Perché avevo cuore e sensibilità e nei temi volevo cambiare il mondo.
“Voglio cambiare il mondo!” “Che assurdità!”
Rabboniva la professoressa Silvana che mi definì problematica in quel tema Kafkiano, avendo io, la ragazzina che voleva cambiare il mondo e ci provava con le uniche cose a sua disposizione per la tenera età, parole e ragionamento, paragonato una parte della sua interiorità sofferente ad uno scarafaggio.
Furono chiamati i miei genitori.
Si scomodò papà.
Antonio, atteso da una capannella di professori silenti, lasciò che parlasse.
Dopo, nel tempo di un sospiro, la raggeló, con una Muratti tra le dita, epoca dove nell’atrio di una scuola si poteva ancora fumare, ed una mano nella tasca dei suoi pantaloni a costine di velluto blu.
“Mia figlia” (che altisonanza già dal possessivo pronunciato, fermo e senza tremore) “vuole cambiare il mondo, lei apprenda e glielo lasci fare”.

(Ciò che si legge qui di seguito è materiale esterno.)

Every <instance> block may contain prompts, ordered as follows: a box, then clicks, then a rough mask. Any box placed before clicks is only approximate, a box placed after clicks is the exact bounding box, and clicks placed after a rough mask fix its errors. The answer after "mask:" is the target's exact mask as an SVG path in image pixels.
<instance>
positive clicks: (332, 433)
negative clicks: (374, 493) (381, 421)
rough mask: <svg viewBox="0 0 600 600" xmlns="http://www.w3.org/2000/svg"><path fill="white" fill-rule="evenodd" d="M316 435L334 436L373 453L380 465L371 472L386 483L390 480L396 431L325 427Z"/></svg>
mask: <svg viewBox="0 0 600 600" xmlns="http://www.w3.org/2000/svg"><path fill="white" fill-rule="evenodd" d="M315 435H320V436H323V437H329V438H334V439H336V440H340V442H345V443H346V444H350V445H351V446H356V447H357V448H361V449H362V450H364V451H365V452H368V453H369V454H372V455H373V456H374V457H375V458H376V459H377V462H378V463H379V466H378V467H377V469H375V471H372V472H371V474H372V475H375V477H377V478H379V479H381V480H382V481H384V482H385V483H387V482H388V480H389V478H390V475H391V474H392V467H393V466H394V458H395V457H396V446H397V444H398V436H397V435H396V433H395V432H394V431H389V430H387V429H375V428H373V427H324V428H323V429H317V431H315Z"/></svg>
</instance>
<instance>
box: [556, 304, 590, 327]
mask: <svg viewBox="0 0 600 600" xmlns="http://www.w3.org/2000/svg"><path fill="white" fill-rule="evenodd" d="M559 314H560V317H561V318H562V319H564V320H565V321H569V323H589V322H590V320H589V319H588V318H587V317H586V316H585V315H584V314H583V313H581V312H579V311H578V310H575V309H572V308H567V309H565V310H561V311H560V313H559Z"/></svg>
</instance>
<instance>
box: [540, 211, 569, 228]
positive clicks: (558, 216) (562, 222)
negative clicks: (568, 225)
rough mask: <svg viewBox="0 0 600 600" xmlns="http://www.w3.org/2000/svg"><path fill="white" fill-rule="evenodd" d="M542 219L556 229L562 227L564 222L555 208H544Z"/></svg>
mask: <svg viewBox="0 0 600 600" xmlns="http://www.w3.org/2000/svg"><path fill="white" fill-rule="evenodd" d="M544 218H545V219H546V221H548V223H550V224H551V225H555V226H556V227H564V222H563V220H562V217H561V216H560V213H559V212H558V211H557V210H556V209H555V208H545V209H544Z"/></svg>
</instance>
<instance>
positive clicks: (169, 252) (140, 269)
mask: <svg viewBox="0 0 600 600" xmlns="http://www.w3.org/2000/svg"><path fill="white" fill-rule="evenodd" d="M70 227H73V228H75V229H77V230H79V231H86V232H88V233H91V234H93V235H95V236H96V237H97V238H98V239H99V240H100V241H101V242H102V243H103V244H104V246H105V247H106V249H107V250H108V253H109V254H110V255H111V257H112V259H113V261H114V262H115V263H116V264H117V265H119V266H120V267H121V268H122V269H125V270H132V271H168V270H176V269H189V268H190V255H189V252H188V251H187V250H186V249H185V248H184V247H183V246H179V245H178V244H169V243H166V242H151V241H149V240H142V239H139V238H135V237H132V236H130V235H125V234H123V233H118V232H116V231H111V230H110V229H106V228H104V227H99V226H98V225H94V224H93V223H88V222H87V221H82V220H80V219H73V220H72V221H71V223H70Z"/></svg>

Tacquero tutti, anche i presenti.
Tranne io che sbuffando dissi: “Adesso andiamo, voglio un gelato, prima di cambiare il mondo!”

[…]

“Volevo cambiare il mondo”.
Nelle occupazioni, con gli scioperi ed i baci dati di nascosto nel campetto di calcio sopra il liceo classico della città.
Con i Mak-p organizzati e le amicizie mai dimenticate.
“Volevo cambiare il mondo” da matricola per una laurea che mi avrebbe portato a fare il diplomatico…
Poi ho smesso di desiderare di “voler cambiare il mondo” ma so che il mondo non è riuscito a cambiare me.
Ed allora continuo e scrivo.
Per mestiere.
Credo sempre che con le mie parole potrei cambiare un’infinitesimale parte di mondo.